LCHF for the top end:

Whilst LCHF is increasingly more accepted in the endurance space as part of the approach, what about at that top end – does it limit performance there? There is very little quality research on this, however Dan’s research group found that there was no detriment to perform high intensity intervals (as I blogged about here), but the jury is definitely out on this point and I wonder if, like many things, it is individual. A person’s ability to metabolise fat as a fuel source and use it at a higher intensity is trainable for sure (that’s what fat adaptation is all about), but there could be individuals who are less able to produce ketones to be used for energy – this is speculation though on my part. Yes, there is a down regulation in pyruvate dehydrogenase which helps turn stored carbohydrate into glucose for energy, however the importance of this is questionable given the increased availability of fat for fuel, and there may be other enzymes upregulated to counteract this change in the fuel use. A potential way around this issue (and to ensure glucose metabolism is continued on your LCHF approach) is to do higher intensity efforts in training that force liver to convert glycogen to glucose – thus keeping glucose oxidation pathways high. I’m also beginning to recommend that people take on a small amount of glucose pre-high intensity sessions if they are beginning the fat adaptation phase during a training cycle that incorporates higher intensity efforts. Ideally your fat adaptation phase will occur during base training when we can keep intensity low. But that isn’t always possible. Fifteen-20g glucose prior to training for these high intensity sessions can keep output high but is unlikely to be enough to “ruin” your adaptation process. Again, there is no research behind these numbers, but from a practice perspective I’ve seen this work well.

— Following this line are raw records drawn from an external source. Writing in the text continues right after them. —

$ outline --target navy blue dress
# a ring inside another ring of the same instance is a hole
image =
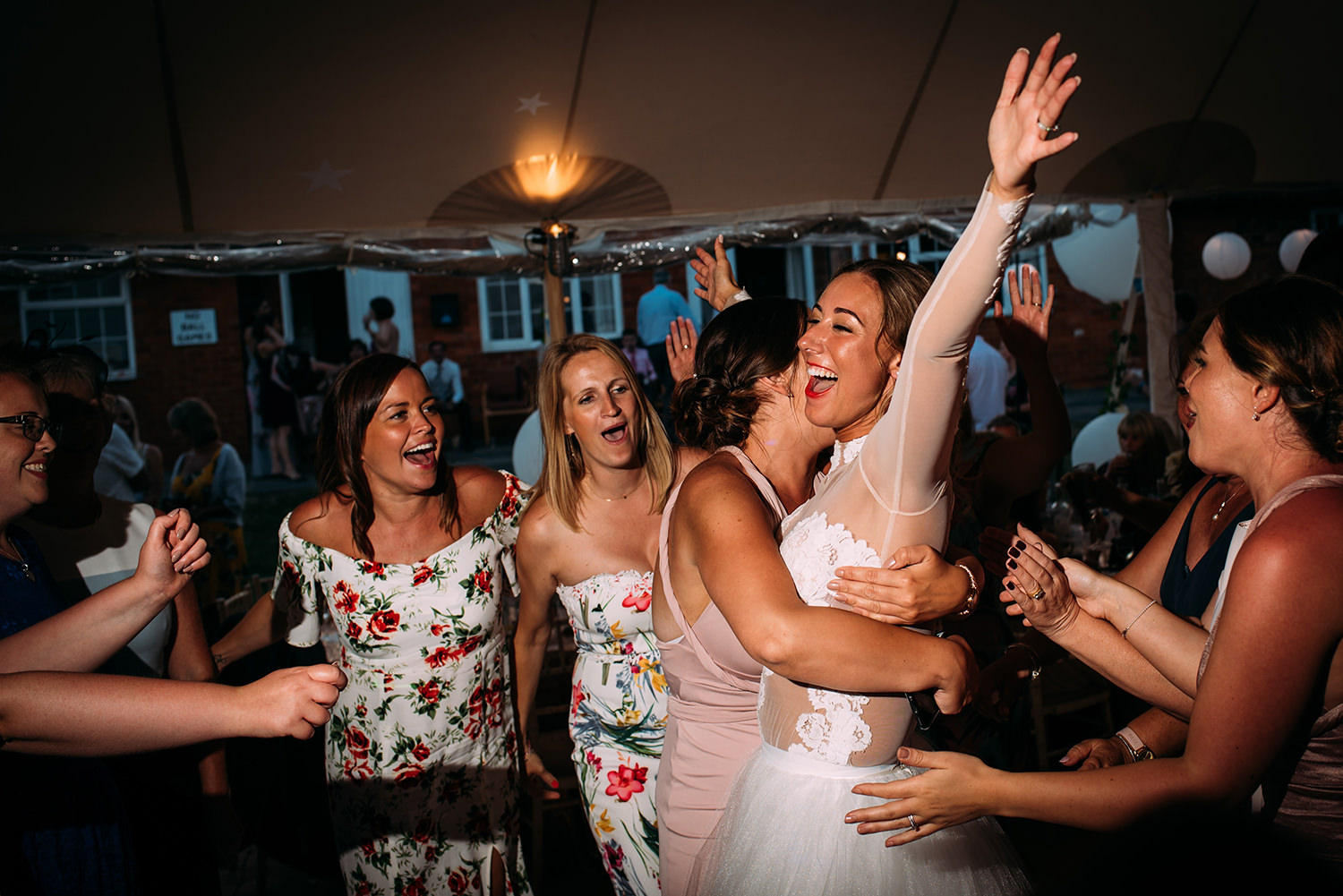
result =
[[[63,610],[38,545],[9,540],[28,563],[0,556],[0,638]],[[115,782],[98,759],[24,756],[0,751],[5,811],[0,813],[3,892],[103,896],[137,892],[130,836]]]

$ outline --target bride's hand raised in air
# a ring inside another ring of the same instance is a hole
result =
[[[723,234],[714,238],[712,255],[700,246],[694,247],[690,267],[694,270],[694,282],[698,283],[694,294],[706,301],[709,308],[721,312],[736,301],[741,286],[732,277],[732,262],[728,261],[728,249],[723,243]]]
[[[1076,132],[1058,133],[1064,107],[1082,82],[1068,77],[1077,62],[1076,52],[1054,63],[1058,42],[1057,34],[1046,40],[1034,66],[1025,47],[1007,63],[998,106],[988,121],[988,154],[994,160],[991,188],[1003,199],[1019,199],[1031,192],[1035,163],[1077,141]]]

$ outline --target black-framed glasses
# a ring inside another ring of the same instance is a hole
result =
[[[23,438],[30,442],[40,442],[46,433],[51,433],[54,442],[60,441],[60,424],[48,420],[38,414],[15,414],[13,416],[0,416],[0,423],[17,423],[23,427]]]

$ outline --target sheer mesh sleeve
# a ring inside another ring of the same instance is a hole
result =
[[[1029,197],[984,189],[975,215],[919,305],[890,407],[858,454],[818,493],[815,509],[886,559],[907,544],[944,548],[951,519],[951,449],[966,363],[992,304]]]

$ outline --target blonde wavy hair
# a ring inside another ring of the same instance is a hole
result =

Finally, you know I’m an advocate of ketones to help support training whilst lower carbohydrate, and it certainly has helped me and many of my clients. We don’t at this point know enough about ketone utilisation in the body and whether taking exogenous ketones downregulates the body’s ability to produce them. This is an emerging field we are looking at with interest with regards to dosage, timing, type of ketone supplement etc. There has been decades of research into carbohydrate as a performance enhancer, and we can probably expect that it will take a few years of research for these questions to be answered in the science research space. Trying them yourself is likely the best approach to see how they impact your own performance (and I can help you with that).